Because we know that investing in a bra can be an economic challenge for many families, here are some tips to save money with us.

1) Gift cards - ask for gift cards for birthdays and Christmas (or, buy the people you love gift cards). The gift of even $25 can make a bra that was once outside the price range suddenly more affordable!

2) Ask about sales when you come in - we may not be able to have a good old store-wide clearance these days, but we often have sale stock kicking around. Discontinued styles or colours could be anywhere from 25%-50% off. Never hurts to ask!

3) Get an envelope (we love our budget envelopes!) and put $10 in it. When you can again, put another $10 in it. We have so many customers who come in with their little “ME” stash, and it brings so much joy to them when they can pay without worrying about hurting the budget.

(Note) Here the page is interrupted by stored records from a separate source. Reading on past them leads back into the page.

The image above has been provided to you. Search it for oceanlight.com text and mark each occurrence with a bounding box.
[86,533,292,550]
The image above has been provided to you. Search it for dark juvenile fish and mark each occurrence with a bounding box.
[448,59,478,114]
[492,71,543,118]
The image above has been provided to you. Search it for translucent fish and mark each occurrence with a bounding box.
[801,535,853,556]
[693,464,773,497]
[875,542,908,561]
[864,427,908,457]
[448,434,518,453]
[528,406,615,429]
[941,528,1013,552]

We don’t mean for this post to dig at or offend anyone. We know some of our lines are luxury, no doubt, but we have customers who want that. The truth is, we’ve been conditioned to accept crappy quality at a low price, so our expectations are lower, but overall we spend a lot more money. We’re not here to sell overinflated products to you, we’re here to offer you the items that you are asking for. When your investment with The Bra Lounge has allowed you to wear your bras comfortably every day for years longer, you’ll see that broken down into price per wear, you are getting SO MUCH MORE. Your investment is going a long way. The way you see your shape changes. The words you say to yourself change. You feel valued and seen here. We take that support you show us and we turn it into bigger support in our community. Also, neither Cortney or I have a yacht. In fact, we lost all our staff during the lockdown and continued to serve the community, while homeschooling our kids… when you shop local, you’re getting the attention of someone who really cares about your life and how we can make it better.

Support local, quality businesses, and you’ll see a return on your investment in ways you may never have expected. We’re honoured to get your business, and your trust.